Birding in Latvia - Part 3

Friday 8th June

There was no birding on Thursday but I managed to sneak a few hours in on Friday. First thing I wanted to do was check the RB Flys briefly and see how they were getting on. So it was back to the local woods where the female was still feeding young birds but sadly no sign of the male. In fact I never saw him again and wondered had he been predated or was he sick? The Pied Flys were still busy going in and out of the tree-hole nest so good news there. To complete the picture then the first Spotted Flys of the year were chasing mosquitos high in the pines. By now there were at least 3 singing Wood Warblers. One of my favourite birds so I decided to give it a little time and try for a decent shot. They're very interesting to watch when they're singing. They were aware of my presence but as long as I kept still they carried on singing and displaying. I thought that if I gave it enough time one would hopefully start to sing from a branch close to where I stood......and I was not wrong!

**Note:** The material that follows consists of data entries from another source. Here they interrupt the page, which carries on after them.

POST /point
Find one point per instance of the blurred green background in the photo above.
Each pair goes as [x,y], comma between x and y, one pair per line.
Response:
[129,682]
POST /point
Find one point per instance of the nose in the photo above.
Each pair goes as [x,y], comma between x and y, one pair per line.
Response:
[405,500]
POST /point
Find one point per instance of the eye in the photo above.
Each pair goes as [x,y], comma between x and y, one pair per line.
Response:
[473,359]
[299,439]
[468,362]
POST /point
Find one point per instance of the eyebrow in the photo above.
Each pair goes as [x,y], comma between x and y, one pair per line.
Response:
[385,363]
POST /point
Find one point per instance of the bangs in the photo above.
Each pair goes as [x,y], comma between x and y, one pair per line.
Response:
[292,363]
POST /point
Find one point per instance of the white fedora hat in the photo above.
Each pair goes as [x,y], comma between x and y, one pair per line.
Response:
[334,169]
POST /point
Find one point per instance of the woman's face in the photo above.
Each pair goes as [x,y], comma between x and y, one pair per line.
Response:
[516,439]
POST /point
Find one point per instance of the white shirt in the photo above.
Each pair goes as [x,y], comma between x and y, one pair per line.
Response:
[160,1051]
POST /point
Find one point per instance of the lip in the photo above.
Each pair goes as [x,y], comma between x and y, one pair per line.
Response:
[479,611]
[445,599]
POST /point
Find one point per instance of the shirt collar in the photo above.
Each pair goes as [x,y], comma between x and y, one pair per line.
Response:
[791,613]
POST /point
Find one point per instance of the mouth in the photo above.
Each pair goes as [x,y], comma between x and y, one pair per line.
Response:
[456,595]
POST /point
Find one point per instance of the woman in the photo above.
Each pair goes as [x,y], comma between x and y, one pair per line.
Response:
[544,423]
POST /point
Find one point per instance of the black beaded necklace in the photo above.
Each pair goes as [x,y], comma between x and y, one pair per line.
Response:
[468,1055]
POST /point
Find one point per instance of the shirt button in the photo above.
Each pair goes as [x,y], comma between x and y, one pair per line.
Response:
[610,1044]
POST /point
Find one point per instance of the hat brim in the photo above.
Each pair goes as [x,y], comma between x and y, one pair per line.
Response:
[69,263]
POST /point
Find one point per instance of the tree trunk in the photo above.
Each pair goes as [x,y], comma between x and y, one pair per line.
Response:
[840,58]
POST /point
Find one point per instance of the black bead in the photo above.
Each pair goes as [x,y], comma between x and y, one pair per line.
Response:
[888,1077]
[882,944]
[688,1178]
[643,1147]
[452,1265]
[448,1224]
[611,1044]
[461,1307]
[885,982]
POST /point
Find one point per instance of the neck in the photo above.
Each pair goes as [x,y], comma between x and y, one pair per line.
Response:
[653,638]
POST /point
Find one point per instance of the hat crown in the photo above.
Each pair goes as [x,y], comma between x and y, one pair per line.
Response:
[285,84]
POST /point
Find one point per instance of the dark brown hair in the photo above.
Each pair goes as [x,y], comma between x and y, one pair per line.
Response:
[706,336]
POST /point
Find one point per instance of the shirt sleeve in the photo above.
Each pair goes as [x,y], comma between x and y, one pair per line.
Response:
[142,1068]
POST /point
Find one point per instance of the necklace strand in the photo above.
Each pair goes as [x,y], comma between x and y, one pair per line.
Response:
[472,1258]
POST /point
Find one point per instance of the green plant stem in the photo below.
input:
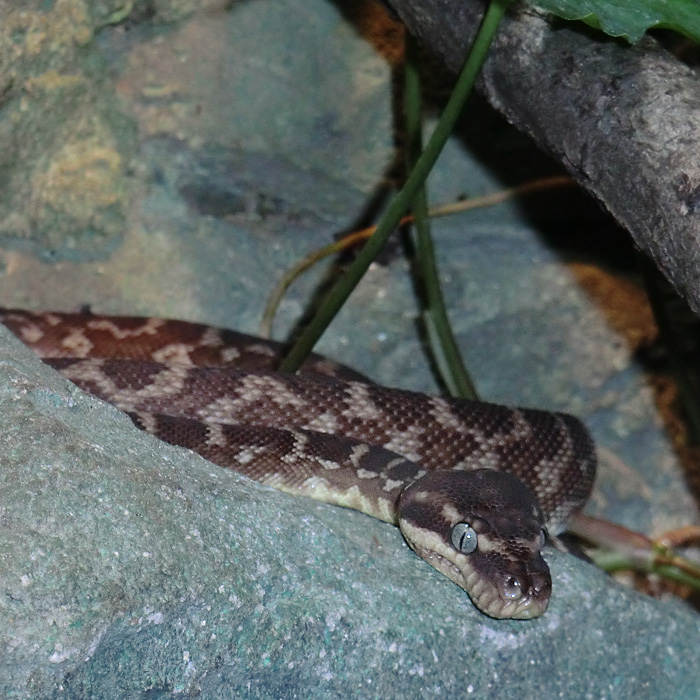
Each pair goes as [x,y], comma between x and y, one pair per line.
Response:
[402,201]
[441,340]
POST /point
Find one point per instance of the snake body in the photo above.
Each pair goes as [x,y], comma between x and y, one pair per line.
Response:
[475,487]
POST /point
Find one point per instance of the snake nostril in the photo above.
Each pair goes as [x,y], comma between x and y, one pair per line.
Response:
[541,584]
[512,588]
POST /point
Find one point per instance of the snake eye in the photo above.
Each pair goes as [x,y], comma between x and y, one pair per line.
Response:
[464,538]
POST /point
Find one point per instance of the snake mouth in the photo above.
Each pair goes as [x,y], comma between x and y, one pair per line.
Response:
[522,594]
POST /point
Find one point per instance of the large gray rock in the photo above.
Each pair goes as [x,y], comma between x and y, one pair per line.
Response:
[132,569]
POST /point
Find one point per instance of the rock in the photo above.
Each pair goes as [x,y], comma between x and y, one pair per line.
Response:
[135,569]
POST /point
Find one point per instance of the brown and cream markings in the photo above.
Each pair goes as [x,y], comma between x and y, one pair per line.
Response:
[474,487]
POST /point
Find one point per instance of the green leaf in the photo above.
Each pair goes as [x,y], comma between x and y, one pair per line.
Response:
[630,18]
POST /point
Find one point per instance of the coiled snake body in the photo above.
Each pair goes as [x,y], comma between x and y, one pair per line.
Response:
[474,487]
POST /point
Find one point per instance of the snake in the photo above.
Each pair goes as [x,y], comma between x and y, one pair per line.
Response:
[477,489]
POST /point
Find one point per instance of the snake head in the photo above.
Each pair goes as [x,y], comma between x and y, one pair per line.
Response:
[484,530]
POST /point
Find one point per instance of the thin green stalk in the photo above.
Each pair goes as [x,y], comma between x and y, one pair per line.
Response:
[441,340]
[402,201]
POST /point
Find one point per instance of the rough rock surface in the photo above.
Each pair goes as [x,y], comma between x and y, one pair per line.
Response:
[132,569]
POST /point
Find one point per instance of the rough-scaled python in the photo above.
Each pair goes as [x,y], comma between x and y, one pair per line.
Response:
[474,487]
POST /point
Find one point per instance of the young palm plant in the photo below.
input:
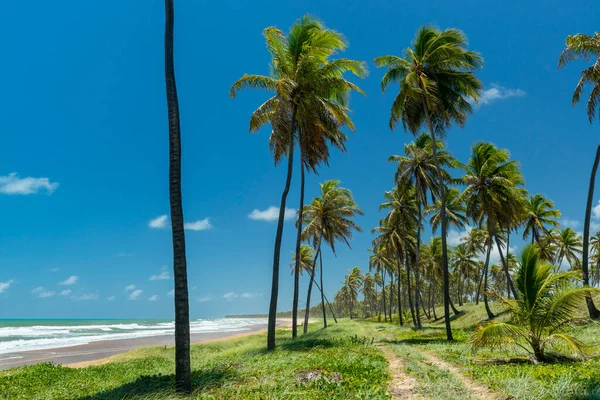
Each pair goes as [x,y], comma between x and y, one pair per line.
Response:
[437,85]
[309,107]
[586,47]
[546,308]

Singing Wood Warbler - movie clip

Even though I'd been fairly liberal with mosquito repellant I got some nice juicy bites, but you just put up with it and try not to wave your hands around too much as it spooks the birds. I guess it's about suffering for your art!

Wood Warbler, Jurmala, Latvia, June 2012

Happy with the results I left the woods just as a pair of Crested Tits fed high above me in the pines, pity they weren't lower down as that's a bird I'd love to get some good quality pictures of.

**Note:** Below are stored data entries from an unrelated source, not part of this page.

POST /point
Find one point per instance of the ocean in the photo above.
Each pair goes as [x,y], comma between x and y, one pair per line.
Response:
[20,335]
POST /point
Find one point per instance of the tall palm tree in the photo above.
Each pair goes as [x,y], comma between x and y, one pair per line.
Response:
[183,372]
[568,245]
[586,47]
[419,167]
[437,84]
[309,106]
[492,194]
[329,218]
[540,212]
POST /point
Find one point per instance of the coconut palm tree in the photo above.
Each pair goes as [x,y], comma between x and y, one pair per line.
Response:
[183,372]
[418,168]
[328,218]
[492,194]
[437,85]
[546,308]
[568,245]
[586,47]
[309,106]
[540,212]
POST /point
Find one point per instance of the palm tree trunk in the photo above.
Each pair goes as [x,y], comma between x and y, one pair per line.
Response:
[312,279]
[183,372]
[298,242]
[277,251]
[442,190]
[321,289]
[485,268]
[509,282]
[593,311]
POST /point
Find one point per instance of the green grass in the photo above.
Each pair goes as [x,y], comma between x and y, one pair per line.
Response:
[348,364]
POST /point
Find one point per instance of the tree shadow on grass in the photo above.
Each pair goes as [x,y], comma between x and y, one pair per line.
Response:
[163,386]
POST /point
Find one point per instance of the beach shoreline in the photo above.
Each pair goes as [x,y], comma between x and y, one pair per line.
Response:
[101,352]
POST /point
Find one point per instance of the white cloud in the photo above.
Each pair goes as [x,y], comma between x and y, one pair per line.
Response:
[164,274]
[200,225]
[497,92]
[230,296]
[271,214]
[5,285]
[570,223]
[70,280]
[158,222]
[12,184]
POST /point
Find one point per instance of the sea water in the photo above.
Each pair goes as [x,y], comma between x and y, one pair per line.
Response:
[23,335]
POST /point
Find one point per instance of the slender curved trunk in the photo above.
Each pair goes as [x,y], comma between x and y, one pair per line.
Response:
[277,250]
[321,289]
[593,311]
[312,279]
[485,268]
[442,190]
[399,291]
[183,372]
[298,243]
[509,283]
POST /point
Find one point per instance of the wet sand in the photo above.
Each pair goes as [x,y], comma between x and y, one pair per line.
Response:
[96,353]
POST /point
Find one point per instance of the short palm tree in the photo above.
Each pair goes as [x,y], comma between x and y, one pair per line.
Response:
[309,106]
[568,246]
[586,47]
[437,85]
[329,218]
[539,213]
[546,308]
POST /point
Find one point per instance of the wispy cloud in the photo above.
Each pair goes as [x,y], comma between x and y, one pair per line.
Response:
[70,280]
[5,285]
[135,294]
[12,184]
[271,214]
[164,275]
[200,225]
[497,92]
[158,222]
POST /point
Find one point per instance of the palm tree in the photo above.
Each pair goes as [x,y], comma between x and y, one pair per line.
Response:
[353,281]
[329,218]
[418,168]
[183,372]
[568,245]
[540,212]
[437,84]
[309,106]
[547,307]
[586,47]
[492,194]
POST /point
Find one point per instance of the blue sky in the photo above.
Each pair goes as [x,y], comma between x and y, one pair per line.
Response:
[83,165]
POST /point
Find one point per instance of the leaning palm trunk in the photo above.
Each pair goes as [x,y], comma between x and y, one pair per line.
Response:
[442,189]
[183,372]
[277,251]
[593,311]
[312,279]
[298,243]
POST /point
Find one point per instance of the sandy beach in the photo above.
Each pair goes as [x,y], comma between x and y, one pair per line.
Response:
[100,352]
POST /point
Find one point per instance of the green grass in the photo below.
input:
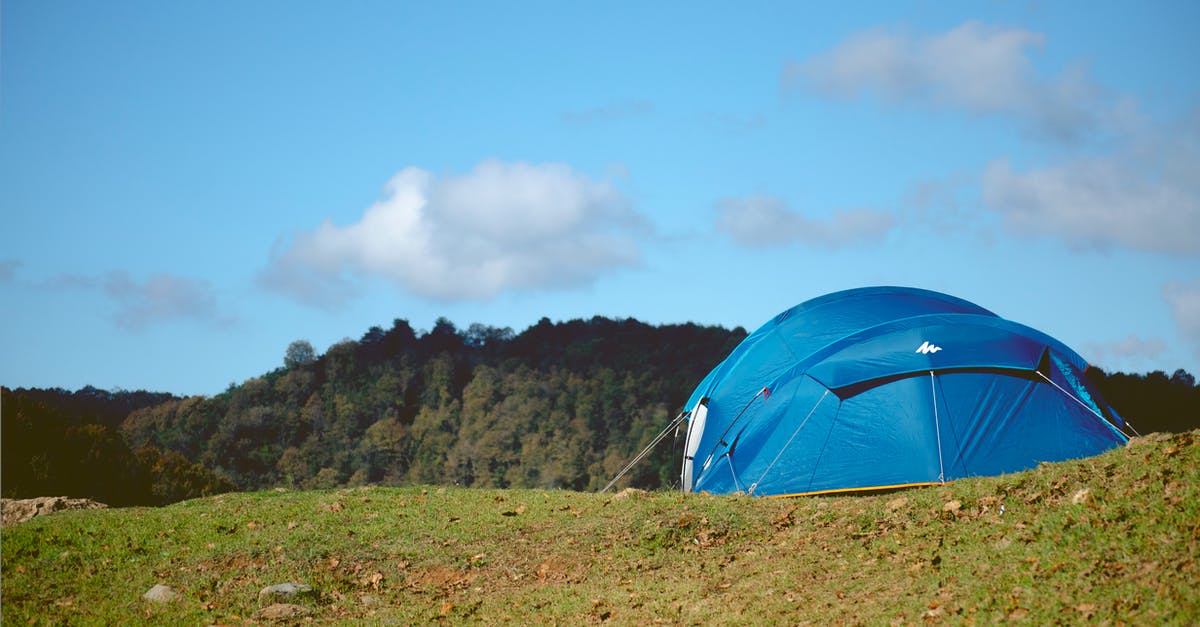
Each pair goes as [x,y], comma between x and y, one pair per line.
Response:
[1126,550]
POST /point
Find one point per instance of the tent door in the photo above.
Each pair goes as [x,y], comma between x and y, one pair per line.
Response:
[695,430]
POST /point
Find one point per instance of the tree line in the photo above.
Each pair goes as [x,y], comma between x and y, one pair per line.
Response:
[561,405]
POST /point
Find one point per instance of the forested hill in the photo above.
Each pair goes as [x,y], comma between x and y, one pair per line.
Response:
[561,405]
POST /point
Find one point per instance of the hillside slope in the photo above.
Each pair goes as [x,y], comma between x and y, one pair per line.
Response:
[1109,538]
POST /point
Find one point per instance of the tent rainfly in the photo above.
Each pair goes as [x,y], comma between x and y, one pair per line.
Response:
[888,387]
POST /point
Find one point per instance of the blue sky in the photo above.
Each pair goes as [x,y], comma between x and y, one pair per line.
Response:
[186,187]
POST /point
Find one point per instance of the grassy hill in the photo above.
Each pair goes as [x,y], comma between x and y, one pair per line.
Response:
[1111,538]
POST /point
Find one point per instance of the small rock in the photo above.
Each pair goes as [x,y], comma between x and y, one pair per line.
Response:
[13,511]
[288,590]
[282,610]
[161,593]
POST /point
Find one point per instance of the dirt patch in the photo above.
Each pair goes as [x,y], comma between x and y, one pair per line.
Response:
[16,511]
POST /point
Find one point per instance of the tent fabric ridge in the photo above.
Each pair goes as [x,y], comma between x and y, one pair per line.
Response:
[864,489]
[1090,410]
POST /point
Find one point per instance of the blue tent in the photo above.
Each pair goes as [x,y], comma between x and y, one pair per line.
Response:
[888,387]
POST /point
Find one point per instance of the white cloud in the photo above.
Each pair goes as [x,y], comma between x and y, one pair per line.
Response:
[1129,353]
[499,227]
[978,67]
[1183,298]
[767,221]
[161,298]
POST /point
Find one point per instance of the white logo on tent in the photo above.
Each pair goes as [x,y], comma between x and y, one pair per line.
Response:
[925,348]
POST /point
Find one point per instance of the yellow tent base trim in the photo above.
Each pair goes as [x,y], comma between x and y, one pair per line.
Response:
[843,490]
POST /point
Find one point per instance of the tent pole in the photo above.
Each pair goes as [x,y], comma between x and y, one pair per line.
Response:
[937,428]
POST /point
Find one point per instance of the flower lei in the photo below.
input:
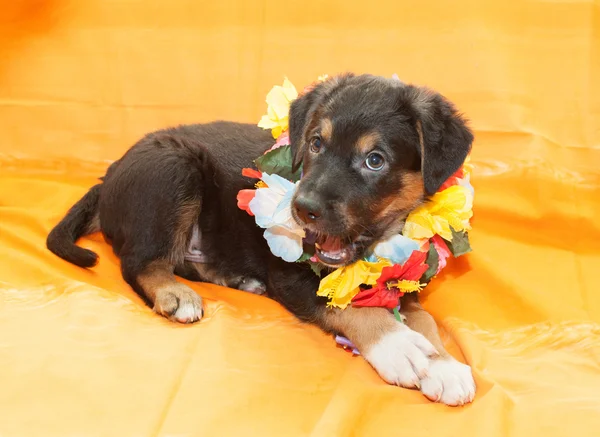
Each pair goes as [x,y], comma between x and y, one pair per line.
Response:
[404,263]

I headed up to the Lielupe river once more where by now all the usual suspects were singing (Marsh, Sedge, Reed, Great Reed, Icterine, Blackcap, Whitethroat and now a Garden Warbler too). A Cuckoo was in song somewhere quite nearby but I couldn't see it. As I lunched in the jeep a Sedge Warbler flew out of the reeds over my head and smack into the window of an apartment opposite! It dropped like a stone to the ground below and lay stunned for several minutes. I watched carefully and could see it was starting to come to but to be sure I carefully gathered it up in my hands and returned it back to the reeds where it would be safe from the local cats. It felt so small and light in my hands, how does something that diminutive make it from sub-Saharan Africa to the Baltics and back......several times..........amazing really.

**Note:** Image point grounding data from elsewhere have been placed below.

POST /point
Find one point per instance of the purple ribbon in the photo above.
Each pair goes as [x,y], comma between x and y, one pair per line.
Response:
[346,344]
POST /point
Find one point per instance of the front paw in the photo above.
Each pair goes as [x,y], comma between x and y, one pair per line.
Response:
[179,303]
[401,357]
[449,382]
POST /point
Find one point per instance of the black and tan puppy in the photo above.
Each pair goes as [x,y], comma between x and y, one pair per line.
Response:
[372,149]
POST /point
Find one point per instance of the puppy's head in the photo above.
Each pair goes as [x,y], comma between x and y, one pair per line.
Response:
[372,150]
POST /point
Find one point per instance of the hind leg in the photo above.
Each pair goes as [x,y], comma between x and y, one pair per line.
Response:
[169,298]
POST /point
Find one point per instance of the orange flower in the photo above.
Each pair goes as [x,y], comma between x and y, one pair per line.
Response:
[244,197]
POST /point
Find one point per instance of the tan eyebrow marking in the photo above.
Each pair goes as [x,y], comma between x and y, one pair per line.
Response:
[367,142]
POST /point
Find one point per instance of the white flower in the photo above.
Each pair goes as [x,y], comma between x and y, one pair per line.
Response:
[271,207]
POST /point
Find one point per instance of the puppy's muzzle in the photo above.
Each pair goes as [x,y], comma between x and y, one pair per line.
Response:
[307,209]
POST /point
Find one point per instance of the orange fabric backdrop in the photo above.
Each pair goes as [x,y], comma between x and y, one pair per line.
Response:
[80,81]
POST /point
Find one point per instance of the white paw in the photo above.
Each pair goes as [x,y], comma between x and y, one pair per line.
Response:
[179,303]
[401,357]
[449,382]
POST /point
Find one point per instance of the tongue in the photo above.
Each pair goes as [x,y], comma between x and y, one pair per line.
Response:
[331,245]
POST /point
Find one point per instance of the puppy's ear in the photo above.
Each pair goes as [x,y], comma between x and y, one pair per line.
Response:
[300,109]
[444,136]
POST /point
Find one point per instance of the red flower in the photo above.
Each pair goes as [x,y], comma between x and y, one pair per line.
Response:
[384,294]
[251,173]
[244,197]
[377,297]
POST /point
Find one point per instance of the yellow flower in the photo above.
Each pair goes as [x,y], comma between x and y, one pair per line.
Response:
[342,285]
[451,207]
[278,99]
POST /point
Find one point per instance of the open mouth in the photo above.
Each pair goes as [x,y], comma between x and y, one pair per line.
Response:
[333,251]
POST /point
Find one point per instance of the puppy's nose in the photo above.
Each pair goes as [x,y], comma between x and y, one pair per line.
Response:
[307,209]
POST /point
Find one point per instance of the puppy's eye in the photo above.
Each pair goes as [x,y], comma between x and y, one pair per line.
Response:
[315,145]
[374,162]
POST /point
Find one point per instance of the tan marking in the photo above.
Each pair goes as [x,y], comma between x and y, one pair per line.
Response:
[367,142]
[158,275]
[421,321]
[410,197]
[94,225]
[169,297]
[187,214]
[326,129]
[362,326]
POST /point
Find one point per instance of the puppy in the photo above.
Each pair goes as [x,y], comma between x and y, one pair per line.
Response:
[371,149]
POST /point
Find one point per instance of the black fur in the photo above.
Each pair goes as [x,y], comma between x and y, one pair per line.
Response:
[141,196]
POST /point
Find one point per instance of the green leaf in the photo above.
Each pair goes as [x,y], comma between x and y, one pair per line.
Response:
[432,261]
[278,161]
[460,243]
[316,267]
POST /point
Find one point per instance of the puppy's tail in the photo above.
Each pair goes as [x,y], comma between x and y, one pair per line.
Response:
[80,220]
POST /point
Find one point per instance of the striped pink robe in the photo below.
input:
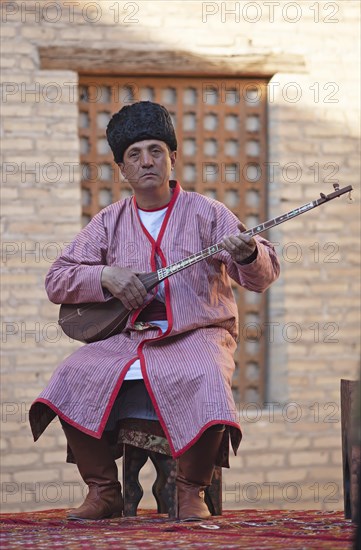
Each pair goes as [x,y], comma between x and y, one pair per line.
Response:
[188,370]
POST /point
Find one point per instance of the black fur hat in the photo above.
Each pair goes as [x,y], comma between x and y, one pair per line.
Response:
[139,121]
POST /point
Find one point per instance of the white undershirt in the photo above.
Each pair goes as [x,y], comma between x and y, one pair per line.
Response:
[152,221]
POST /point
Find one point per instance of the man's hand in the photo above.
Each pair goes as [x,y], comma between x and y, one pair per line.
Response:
[240,247]
[124,284]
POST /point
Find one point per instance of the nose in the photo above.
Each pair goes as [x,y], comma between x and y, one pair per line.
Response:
[146,159]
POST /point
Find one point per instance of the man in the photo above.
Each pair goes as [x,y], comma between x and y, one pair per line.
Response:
[174,360]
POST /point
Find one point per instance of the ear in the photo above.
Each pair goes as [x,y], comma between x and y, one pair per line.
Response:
[173,158]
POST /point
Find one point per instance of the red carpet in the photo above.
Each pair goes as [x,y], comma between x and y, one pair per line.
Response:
[248,529]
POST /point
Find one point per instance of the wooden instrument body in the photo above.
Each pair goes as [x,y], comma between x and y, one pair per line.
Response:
[95,321]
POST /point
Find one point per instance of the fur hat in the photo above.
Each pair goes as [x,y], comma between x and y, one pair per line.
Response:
[139,121]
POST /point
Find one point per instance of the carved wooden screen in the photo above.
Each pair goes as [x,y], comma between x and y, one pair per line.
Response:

A little stunned but coming to - Sedge Warbler
One thing that occurred to me was that I had seen no Shrikes this year. In the same spot last year I had a family party of Red-backed Shrikes and enjoyed nice views of the adults bringing food to 3 young shrikes. This year no sign. Here's some shots though of the Lielupe Shrike family from 2011.

Male brings food to juvenile Red-backed Shrike, Lielupe river, July 2011

Male Red-backed Shrike, Latvia 2011
The other notable absentee this year (and last) were Nuthatches. Present in the garden when I first visited in 2007 I have seen none since, which is odd as the habitat is perfect and they are the Fenno-Scandia form europaea so that little bit different from any you'll see in the UK.
I was also a little curious about the Robins I saw....or more specifically....heard. Robins, in this part of the world are migratory, the temperature drops very low here in the winter so survival is probably tough for small birds. Those that I heard singing sounded like our Robins but slightly different, still recognisable as a Robin singing but still different nonetheless. I would love to super-impose sonograms of Latvian Robins and UK/Irish Robins over one another and compare. The difference would be subtle but different nonetheless. And while I'm on it I wondered were the Chiffers abietinus??